C’est de cette manière-là que nous nous cachons derrière la façade de la promotion matérielle et que nous insultons notre intellect. Voilà le genre de souci ‘chiant’ qui nous déconcentre de l’essentiel et qui va nous ‘emmerder grave’ et ‘bousiller’ nos rapports jusqu’à la fin de notre carrière.
A quoi sert d’être PES, surtout pendant plus de 10 ans ? Le raisonnement d’autrefois stipulait qu’il fallait se prémunir contre les autres, c’est-à-dire d’éventuels PES potentiellement comminatoires. Une fois tous immunisés, ils ne présentent plus un danger les uns pour les autres (les loups ne se mangent pas entre eux). Les autres (PA et PH), en position de hors-jeu, se la coulent ‘aigre’. Une fois élus, eux-aussi raisonneront peut-être de la même manière, mais avant cela, ils devront subir et supporter les humeurs erratiques, mais conciliantes, de leurs prédécesseurs.
Les petits calculs (4 ou 6 heures), associés aux vicissitudes du métier (« nous sommes fatigués », disait un futé, « nous travaillons gratuitement, disait un autre »), et truffés de ressentiments motivés par une émulation effrénée et déclarée (« il/elle est devenu(e) PES comme nous ?? »), sont proclamés préceptes moraux. Vous, créatures imbues d’ambition, désengrenez vos prétentions, même légitimes, acculez-vous à l’atrophie intellectuelle et, surtout, ne heurtez pas la sensibilité de messire PES, qui fait partie des types à grosse tête.
Avec l’exclusivité du rendement qu’elle détient – soi-disant de la recherche scientifique –, sa seigneurie, PES, énonce ses théorèmes devenus comme une chanson, ou une histoire, à dormir debout et conjure contre le louveteau de peur qu’il ne soit un jour loup avec les loups. Tout le monde est conscient que beaucoup ont une capacité stupéfiante à maquiller leur réalité et qu’une connivence mandarinale s’est installée sournoisement pour ritualiser les nouvelles normes. Certains parlent de médiocratie, d’autres disent que c’est plutôt de la méritocratie. A vrai dire, nous faisons les choses sans trop de conviction. Ça ressemble un peu à ces filles de joie qui tapinent pour de l’argent, mais pas pour l’orgasme.

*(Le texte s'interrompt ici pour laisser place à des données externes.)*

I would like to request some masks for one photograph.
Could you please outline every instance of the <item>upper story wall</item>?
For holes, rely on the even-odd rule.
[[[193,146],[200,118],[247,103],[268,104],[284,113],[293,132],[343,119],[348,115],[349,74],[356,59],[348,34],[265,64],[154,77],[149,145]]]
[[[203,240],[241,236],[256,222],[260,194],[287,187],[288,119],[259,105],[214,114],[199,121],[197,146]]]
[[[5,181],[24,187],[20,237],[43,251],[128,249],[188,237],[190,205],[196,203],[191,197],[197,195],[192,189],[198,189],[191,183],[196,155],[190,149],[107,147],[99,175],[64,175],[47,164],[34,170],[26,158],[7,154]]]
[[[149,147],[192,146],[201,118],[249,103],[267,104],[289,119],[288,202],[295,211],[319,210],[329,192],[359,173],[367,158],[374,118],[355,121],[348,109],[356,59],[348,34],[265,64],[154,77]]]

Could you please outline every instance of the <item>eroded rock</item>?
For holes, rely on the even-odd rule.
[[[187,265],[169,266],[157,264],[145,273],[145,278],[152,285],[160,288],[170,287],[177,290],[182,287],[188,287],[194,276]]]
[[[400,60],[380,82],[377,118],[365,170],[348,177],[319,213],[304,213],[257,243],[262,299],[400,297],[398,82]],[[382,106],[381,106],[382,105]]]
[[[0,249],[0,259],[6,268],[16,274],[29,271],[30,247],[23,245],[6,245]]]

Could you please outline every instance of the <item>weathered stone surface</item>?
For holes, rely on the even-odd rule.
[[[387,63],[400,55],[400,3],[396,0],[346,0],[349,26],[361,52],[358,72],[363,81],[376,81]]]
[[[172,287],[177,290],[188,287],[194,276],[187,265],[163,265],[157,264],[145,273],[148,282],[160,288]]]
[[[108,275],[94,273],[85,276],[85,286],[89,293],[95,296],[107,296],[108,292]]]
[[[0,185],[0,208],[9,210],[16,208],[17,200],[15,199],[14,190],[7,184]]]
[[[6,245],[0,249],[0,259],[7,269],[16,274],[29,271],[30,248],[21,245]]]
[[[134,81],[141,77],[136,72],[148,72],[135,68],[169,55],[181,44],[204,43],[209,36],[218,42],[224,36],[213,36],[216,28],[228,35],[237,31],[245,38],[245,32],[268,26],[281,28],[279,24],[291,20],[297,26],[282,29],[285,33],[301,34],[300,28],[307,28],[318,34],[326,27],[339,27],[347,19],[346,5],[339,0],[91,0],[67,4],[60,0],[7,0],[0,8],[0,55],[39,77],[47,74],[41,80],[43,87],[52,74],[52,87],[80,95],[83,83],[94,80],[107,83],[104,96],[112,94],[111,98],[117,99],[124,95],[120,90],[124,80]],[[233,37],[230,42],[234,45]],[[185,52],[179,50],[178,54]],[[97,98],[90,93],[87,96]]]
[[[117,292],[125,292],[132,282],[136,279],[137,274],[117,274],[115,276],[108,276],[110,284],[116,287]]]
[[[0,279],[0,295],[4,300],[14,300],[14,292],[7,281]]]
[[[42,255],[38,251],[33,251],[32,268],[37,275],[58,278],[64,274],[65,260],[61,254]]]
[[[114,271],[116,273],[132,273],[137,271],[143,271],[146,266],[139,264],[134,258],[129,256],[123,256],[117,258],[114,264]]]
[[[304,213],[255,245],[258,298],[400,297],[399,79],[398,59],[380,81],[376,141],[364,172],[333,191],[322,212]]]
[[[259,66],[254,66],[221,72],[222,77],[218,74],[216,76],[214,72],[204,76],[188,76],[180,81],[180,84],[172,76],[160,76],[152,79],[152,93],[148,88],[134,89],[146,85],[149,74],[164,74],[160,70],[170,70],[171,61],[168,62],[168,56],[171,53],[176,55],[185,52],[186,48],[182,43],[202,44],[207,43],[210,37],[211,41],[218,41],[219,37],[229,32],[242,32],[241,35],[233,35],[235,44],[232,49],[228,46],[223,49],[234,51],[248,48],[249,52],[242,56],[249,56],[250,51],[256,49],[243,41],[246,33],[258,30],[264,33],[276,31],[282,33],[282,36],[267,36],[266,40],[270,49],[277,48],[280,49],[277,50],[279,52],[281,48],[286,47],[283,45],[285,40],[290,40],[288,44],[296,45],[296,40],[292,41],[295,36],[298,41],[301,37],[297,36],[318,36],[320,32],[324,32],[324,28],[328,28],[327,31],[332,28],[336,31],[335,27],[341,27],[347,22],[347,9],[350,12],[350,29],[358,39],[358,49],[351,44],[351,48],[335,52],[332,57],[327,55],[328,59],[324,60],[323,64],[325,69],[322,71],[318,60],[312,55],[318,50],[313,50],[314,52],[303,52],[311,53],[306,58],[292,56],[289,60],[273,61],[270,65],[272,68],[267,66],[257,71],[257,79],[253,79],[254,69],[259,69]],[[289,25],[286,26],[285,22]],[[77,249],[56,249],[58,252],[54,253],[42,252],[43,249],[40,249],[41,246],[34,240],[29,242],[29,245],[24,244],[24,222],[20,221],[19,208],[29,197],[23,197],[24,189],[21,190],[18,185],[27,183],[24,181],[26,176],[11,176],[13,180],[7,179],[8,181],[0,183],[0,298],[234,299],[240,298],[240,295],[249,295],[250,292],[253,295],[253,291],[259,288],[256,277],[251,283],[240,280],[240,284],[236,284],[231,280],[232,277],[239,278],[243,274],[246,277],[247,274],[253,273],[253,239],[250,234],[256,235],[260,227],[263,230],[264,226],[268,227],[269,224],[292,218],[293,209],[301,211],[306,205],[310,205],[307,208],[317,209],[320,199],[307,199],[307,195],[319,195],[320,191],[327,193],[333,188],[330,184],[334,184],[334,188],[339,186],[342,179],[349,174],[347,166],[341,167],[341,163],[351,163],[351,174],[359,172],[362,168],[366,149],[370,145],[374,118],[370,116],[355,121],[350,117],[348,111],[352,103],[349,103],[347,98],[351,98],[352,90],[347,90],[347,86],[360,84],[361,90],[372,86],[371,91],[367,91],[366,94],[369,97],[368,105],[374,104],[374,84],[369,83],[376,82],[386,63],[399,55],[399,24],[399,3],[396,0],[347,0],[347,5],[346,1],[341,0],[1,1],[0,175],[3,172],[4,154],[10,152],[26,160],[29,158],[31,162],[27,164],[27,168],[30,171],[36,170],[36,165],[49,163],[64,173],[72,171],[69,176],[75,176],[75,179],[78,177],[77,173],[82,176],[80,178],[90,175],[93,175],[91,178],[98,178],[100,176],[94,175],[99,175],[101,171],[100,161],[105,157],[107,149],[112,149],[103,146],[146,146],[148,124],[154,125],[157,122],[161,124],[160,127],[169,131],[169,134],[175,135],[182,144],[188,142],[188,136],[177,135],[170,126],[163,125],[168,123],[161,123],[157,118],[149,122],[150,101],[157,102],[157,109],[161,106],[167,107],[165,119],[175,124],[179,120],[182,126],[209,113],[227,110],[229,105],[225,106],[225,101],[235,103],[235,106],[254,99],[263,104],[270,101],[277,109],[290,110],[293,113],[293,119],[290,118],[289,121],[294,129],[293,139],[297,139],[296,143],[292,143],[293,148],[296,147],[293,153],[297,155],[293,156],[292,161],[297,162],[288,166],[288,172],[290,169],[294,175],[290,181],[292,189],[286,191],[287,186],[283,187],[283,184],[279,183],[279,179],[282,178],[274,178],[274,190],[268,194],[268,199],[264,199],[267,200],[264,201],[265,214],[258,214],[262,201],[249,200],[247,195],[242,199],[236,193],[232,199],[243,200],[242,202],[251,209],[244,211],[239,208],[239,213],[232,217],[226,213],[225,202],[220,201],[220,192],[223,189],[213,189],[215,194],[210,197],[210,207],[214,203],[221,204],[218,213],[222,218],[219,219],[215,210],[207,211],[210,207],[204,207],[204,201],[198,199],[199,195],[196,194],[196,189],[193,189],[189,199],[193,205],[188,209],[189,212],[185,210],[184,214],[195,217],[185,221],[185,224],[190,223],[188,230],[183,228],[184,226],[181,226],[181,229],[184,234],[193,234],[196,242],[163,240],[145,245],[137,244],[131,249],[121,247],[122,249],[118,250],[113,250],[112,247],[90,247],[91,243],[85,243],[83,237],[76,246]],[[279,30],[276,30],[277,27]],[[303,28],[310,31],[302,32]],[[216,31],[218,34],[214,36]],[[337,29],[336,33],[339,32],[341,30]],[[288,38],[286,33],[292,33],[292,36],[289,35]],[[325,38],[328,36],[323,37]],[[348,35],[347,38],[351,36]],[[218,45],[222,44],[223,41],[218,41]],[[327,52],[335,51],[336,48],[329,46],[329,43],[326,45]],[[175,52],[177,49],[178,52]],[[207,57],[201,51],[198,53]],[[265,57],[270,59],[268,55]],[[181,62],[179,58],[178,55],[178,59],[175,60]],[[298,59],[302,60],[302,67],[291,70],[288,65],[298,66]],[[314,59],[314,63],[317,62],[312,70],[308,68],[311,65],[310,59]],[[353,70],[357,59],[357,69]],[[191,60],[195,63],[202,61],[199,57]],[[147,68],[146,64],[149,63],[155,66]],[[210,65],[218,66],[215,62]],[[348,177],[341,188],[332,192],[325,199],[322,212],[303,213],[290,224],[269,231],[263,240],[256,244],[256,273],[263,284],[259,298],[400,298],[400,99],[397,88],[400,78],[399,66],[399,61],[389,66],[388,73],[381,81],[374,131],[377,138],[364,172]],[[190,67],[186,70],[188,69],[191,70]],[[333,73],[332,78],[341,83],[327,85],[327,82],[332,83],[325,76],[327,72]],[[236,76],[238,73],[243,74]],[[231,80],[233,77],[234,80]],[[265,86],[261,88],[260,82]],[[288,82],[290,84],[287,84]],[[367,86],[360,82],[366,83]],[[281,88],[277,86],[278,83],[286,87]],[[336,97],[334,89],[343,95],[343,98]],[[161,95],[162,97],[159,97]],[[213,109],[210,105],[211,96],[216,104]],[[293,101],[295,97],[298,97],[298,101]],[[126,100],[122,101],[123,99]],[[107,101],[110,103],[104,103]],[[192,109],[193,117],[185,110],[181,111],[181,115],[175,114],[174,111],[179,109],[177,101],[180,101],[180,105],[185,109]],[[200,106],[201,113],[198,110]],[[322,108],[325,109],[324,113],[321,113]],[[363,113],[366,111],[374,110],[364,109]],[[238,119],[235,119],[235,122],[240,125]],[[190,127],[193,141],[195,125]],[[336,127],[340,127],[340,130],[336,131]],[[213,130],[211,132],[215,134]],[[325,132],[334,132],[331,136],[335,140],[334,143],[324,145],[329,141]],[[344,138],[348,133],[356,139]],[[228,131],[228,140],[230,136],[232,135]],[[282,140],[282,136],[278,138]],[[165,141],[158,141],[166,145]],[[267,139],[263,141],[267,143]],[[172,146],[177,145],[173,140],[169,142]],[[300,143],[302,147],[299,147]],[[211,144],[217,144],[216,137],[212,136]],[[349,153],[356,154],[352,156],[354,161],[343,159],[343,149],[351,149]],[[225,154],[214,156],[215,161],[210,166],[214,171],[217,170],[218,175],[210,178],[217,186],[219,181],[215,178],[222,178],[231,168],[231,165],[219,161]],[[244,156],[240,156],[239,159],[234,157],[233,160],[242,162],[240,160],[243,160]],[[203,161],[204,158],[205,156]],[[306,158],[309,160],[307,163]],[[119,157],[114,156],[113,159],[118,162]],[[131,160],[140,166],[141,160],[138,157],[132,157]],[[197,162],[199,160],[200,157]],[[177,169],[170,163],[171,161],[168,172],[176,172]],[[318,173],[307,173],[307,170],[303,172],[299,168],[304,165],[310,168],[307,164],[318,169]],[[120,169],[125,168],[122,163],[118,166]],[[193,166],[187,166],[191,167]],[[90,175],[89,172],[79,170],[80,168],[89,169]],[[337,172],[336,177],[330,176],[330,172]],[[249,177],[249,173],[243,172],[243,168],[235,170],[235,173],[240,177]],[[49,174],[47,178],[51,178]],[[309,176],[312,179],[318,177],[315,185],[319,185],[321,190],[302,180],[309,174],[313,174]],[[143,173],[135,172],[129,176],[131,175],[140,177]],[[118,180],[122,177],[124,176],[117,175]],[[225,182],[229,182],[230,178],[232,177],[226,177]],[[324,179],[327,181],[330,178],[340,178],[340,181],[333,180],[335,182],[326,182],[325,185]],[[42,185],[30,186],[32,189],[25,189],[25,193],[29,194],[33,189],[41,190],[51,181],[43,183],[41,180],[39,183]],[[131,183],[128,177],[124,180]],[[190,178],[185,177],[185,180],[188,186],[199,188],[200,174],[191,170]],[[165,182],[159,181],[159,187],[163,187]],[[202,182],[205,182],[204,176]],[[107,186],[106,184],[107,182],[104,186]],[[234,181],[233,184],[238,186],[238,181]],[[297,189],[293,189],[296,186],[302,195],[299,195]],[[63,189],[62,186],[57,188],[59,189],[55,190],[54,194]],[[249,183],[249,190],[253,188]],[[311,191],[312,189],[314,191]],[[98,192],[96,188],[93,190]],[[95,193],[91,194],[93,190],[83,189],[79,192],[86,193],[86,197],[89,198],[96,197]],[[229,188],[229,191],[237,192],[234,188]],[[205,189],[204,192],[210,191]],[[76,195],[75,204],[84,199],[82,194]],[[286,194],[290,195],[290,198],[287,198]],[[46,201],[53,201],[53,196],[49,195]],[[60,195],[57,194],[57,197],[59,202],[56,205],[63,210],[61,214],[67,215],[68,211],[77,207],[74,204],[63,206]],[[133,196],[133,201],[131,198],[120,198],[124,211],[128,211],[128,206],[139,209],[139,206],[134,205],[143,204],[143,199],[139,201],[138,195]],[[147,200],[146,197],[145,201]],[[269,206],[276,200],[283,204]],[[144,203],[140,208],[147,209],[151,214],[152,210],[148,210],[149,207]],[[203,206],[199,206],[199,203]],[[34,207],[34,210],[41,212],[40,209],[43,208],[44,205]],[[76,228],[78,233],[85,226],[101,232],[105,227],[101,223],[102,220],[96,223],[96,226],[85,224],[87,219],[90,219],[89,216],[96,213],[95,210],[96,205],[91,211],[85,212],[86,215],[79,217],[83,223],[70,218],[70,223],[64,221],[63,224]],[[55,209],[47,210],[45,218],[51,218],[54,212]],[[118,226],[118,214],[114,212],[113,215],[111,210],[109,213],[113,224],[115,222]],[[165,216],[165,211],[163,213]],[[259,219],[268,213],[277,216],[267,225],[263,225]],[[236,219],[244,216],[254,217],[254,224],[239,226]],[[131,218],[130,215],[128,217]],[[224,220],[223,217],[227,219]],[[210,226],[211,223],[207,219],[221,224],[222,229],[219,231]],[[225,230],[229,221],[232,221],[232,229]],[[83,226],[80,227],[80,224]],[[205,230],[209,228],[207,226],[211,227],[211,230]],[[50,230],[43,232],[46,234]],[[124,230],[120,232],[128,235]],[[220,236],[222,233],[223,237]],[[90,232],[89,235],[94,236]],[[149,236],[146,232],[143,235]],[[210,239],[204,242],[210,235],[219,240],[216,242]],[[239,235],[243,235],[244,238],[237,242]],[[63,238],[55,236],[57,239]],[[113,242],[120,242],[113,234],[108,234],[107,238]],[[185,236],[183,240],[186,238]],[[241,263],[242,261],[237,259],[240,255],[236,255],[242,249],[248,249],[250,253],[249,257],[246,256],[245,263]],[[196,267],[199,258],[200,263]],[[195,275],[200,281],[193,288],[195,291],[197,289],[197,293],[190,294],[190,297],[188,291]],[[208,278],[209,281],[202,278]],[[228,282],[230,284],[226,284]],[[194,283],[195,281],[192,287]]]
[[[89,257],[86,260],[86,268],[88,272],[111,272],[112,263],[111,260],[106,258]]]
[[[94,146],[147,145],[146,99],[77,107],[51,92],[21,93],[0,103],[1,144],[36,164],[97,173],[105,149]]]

Nous sommes tous supposément esclaves de quelque chose – PES par exemple – qui est totalement séparée de notre nature, mais la plus grossière erreur, c’est de penser que la valeur d’une personne se mesure à son galon ou à son grade, parce qu’un galon, ou un grade, peut être aussi utile qu’une cuillère dans la soupe et aussi inutile qu’une fourchette dans le sucre.